2. Assuming the drive isn't totally defective you could try one of those "data recovery" programs available on the net and hopefully resurrect all or a portion of your data. One of those programs that seems to be getting good reviews lately is the Easeus Data Recovery program...
http://www.easeus.com/datarecoverywizardpro/?ad&gclid=CI7Jn9fG3ssCFYdehgodAtcPiA

And you could check with Google for other programs of a similar type. It's a crapshoot at best.

And when the dust settles one way or another you will arrange for systematic comprehensive backups of your entire system in the future, right?
Try "Startup Repair" by booting your laptop from a Windows 7 System Repair Disc which you should have made when your laptop was working okay.

If you don't have one, it's not machine-specific so you can make one on a different Windows 7 PC as long as as it's running the same "bit" version as your laptop (ie 32-bit Windows 7 or 64-bit Windows 7 as appropriate).

To make system repair disc on Windows 7:

Control Panel >> Backup & Restore
Put a blank CD in the CD/DVD writer.
Click "Create a system repair disc" in the left-hand panel.
 

baba223

Commendable
Mar 22, 2016
4
0
1,510
I did this, the little loading bar was moving for 24 hours when I check earlier today, and it has now finally finished.
I have still got the exact same problem though. When it reboots by itself after sitting on the "loading windows" screen for about 5 minutes now it doesn´t flash that blue screen though (not even for a fraction of a second)

EDIT: I highly doubt his was caused by a virus since I am very careful what I install and have malwarebytes with realtime detection on all the time. However, it could be possible.

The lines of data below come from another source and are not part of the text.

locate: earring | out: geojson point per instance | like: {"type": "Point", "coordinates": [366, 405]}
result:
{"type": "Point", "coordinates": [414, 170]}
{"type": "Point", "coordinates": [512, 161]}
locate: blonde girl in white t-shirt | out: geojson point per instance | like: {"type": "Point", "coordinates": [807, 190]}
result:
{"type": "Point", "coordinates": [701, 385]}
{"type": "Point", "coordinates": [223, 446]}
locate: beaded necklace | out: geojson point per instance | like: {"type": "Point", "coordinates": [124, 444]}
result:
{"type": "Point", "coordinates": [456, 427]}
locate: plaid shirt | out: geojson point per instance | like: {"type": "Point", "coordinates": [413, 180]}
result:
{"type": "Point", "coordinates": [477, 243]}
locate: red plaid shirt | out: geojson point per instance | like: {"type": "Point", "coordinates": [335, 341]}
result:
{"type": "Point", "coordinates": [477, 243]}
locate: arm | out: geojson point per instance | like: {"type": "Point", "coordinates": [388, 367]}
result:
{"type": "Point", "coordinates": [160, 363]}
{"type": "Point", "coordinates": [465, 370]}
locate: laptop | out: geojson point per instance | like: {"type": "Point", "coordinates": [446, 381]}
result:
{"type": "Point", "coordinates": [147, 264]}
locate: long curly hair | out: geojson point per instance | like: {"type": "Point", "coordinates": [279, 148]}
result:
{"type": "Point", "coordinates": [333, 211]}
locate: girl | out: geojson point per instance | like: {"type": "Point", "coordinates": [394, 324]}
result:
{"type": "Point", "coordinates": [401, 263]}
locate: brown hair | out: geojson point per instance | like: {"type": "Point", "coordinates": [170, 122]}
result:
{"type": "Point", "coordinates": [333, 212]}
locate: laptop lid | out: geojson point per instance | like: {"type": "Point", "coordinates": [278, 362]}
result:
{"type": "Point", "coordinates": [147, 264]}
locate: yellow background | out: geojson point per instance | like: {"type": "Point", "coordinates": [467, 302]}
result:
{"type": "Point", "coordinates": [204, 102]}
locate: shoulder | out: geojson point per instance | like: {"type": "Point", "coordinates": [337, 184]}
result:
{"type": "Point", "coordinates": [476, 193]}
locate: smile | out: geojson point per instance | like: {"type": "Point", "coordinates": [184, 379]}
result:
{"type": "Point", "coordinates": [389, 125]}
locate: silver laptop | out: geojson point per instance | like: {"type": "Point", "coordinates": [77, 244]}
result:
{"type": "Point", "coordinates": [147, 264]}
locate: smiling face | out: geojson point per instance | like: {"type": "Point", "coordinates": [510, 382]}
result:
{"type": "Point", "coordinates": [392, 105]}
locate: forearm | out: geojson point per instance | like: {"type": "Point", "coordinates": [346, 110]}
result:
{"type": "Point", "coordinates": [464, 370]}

EDIT 2: I hooked the HDD to another laptop again with a sata to usb cable.
When I try to go to it in CMD I get this message: Data error (cyclic redundancy check).

If trying to fix the windows installation is impossible or if the harddrive is actually broken then is there just a way to get my data off it?
 
1. After connecting the disk to your other laptop, test it with the WD HDD diagnostic program...
http://support.wdc.com/downloads.aspx?DL

2. Assuming the drive isn't totally defective you could try one of those "data recovery" programs available on the net and hopefully resurrect all or a portion of your data. One of those programs that seems to be getting good reviews lately is the Easeus Data Recovery program...
http://www.easeus.com/datarecoverywizardpro/?ad&gclid=CI7Jn9fG3ssCFYdehgodAtcPiA

And you could check with Google for other programs of a similar type. It's a crapshoot at best.

And when the dust settles one way or another you will arrange for systematic comprehensive backups of your entire system in the future, right?